Their guide also highlights the benefits of interviewing on campus in New Haven. I am definitely sad that I’m unable to be there in person for this interview, but I’ve decided to believe Yale adcom members when they say an on-campus interview does not give you a better chance for admission than on off-campus one. But, really, I don’t have much choice in this matter. I just bought plane tickets to see family for Christmas, and that set me back almost $700! That might not be a large sum for some, but it is for me. I’ve decided to do as many interviews locally as I can, and see if I can possibly visit campuses after I’ve received decisions.

Altogether, the guide is a great summary of what to expect and how to prepare for an interview with Yale SOM. I definitely learned information that I did not know, despite my Google-fu. I’ve been able to compile past Yale SOM interview questions myself from various forums and boards, but having them all in one place is a HUGE time saver (and I haven’t been able to compile even close to the number of questions the guide has). If you have $20 to spare, and ESPECIALLY if you’re short on time, I’d say the guide is totally worth it. You can purchase the guide online at Clear Admit’s website for $19.99.

Life back to normal (kind of)

ImageThis entire business school application process–studying for/taking the GMAT, choosing schools to apply to, completing applications–has basically taken over my life for the past six months, and I have been unable to do anything else. I’ve neglected dirty dishes, laundry grew in piles and the floors went way too long between vacuuming sessions. But now that all my round 1 apps have been submitted, life has been (somewhat) returning to normal! I’m finally able to empty the dishwasher, catch up on my volunteer work and have some fun. I’m bringing the car in for an overdue repair this weekend along with checking out a couple movies at the AFI Film Festival.
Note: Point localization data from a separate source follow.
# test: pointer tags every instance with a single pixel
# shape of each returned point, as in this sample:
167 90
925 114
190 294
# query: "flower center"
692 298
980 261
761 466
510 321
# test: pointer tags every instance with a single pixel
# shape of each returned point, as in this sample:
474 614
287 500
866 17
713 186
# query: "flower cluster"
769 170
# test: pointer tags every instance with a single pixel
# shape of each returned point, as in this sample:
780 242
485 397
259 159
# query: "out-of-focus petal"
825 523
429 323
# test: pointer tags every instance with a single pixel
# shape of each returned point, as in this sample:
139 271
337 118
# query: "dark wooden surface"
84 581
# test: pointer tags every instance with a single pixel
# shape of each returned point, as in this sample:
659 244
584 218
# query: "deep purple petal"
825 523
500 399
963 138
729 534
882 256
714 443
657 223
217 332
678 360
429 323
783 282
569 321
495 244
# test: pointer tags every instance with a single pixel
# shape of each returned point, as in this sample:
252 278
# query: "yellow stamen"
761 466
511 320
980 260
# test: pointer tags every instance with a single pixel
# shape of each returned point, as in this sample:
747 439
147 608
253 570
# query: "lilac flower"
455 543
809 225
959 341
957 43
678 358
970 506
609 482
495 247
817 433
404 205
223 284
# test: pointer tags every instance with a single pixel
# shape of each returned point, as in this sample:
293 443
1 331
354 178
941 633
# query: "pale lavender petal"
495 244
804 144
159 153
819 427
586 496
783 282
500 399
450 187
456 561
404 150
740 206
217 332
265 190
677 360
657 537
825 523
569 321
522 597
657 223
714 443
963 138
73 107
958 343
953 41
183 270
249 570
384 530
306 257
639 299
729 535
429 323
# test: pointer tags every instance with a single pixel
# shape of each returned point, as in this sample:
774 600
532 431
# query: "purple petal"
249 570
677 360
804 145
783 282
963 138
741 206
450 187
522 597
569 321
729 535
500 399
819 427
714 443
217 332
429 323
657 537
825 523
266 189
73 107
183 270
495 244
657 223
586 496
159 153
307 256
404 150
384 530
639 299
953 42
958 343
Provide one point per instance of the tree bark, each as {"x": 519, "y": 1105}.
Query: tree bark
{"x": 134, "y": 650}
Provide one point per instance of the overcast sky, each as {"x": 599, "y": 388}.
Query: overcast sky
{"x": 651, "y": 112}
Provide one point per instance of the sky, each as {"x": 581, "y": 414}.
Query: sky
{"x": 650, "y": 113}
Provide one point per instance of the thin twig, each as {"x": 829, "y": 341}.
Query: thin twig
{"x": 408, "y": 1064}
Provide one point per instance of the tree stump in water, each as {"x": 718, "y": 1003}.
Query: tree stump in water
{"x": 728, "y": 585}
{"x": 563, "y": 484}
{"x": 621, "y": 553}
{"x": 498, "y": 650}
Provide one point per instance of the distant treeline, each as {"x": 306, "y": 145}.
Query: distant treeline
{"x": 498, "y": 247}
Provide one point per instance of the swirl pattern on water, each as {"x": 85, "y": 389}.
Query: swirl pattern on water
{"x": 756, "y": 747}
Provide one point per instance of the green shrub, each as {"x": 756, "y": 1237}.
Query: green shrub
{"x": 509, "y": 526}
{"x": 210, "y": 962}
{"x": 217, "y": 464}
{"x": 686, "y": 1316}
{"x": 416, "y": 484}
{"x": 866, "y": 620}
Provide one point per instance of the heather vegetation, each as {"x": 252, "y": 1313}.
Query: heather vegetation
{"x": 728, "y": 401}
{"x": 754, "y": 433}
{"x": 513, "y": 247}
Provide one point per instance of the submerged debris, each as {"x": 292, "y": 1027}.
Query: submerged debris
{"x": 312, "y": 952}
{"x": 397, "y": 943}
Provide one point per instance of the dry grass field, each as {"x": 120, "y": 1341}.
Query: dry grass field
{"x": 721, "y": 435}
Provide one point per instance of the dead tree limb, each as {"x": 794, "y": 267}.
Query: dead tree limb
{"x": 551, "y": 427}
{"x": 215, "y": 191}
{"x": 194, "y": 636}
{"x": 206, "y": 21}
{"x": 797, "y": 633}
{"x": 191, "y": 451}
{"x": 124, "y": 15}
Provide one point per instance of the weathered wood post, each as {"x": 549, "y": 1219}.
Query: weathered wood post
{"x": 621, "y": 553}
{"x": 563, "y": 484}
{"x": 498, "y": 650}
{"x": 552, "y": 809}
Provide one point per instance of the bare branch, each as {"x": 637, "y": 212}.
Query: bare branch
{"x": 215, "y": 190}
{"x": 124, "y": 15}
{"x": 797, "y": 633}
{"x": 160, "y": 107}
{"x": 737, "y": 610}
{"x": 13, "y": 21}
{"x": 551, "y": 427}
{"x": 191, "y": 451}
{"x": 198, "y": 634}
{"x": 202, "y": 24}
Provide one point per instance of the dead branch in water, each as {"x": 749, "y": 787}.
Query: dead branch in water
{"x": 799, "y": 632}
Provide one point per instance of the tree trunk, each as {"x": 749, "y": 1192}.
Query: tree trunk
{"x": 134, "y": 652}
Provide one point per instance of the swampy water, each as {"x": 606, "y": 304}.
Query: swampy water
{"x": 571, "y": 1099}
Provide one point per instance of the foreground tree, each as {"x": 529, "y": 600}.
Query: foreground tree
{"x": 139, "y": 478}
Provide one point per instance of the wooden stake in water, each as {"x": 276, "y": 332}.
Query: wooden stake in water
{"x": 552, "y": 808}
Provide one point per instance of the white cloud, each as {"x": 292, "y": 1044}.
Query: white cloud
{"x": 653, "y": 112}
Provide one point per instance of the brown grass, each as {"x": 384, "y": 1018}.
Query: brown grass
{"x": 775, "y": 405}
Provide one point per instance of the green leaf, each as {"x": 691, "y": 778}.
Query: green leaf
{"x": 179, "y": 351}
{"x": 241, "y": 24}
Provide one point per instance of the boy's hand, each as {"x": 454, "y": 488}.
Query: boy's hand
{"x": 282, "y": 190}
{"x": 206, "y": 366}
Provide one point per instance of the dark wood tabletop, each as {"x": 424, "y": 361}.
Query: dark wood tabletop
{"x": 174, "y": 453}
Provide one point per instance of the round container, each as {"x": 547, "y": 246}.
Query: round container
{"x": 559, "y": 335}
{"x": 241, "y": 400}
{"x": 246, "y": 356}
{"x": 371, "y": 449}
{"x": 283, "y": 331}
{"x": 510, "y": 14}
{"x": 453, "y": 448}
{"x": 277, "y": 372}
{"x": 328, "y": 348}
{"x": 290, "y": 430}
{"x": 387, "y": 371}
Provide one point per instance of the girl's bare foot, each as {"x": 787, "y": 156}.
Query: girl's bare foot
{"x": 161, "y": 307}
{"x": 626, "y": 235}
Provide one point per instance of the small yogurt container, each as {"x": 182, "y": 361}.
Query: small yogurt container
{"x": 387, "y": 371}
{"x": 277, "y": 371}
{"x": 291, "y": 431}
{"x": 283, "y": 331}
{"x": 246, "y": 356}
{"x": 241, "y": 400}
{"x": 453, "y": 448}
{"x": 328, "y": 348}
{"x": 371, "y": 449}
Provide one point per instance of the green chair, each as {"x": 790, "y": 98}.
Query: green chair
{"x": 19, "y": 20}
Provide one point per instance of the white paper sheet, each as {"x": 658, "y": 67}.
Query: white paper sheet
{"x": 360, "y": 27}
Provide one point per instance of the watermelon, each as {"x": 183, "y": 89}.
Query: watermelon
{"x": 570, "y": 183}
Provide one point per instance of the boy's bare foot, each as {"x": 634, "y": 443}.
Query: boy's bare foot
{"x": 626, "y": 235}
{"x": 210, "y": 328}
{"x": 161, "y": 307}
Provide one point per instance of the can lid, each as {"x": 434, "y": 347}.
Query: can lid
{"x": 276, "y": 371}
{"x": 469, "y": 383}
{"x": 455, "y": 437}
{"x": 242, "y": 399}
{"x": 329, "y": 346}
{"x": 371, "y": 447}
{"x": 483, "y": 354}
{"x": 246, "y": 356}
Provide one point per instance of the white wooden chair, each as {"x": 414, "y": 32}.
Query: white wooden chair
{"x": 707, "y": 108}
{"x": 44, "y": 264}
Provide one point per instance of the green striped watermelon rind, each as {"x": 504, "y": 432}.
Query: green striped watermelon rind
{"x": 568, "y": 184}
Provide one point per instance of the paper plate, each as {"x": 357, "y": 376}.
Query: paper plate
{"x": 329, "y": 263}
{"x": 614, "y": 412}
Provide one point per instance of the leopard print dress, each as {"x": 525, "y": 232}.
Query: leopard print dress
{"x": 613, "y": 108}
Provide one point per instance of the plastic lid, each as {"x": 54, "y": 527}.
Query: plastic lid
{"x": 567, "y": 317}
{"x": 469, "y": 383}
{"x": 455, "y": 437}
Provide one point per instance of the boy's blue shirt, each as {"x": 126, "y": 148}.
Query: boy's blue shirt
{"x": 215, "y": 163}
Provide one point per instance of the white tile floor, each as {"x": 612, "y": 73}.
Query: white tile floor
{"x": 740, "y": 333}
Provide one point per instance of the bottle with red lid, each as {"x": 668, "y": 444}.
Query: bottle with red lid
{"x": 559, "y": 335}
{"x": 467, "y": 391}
And unlike many of my fellow applicants, it seems, I’m not feeling stressed about my already-submitted apps. I was super stressed out before I got my Yale SOM interview invite, but now that I know I have *some* chance of attending business school next year, I’ve completely relaxed. It’s actually tempting to just put the entire thing out of my head…I have to remind myself that I still need to do work, like prepare for my interviews (and, oh yeah, I still have two more apps to go!).

No word from Stanford or Berkeley re: interviews yet. I’ll definitely be disappointed if I don’t get an invite from Berkeley. Of all the applications I completed, I thought the way Berkeley’s essays were structured and the ample opportunities they gave to share additional info really provided the most comprehensive view of me as an applicant. So if I don’t hear from them, I can’t blame an annoying application structure for it! I guess I’d take it a bit personally if I don’t get an interview invite. Haas’ four defining principles really speak to me, too, and I think the school could be a fantastic fit for me. And I’ve always had a thing for Berkeley. I almost decided to attend Berkeley for undergrad, but decided to go with a traditional Ivy instead. I don’t regret making that decision, but I still love Berkeley.

Next week I’ll have my Kellogg interview first followed by Anderson. My interview with Yale should be done the week after. I’m generally excited to put a face on this whole process–everything has felt pretty cold and impersonal so far, so it will be satisfying to interact with someone directly!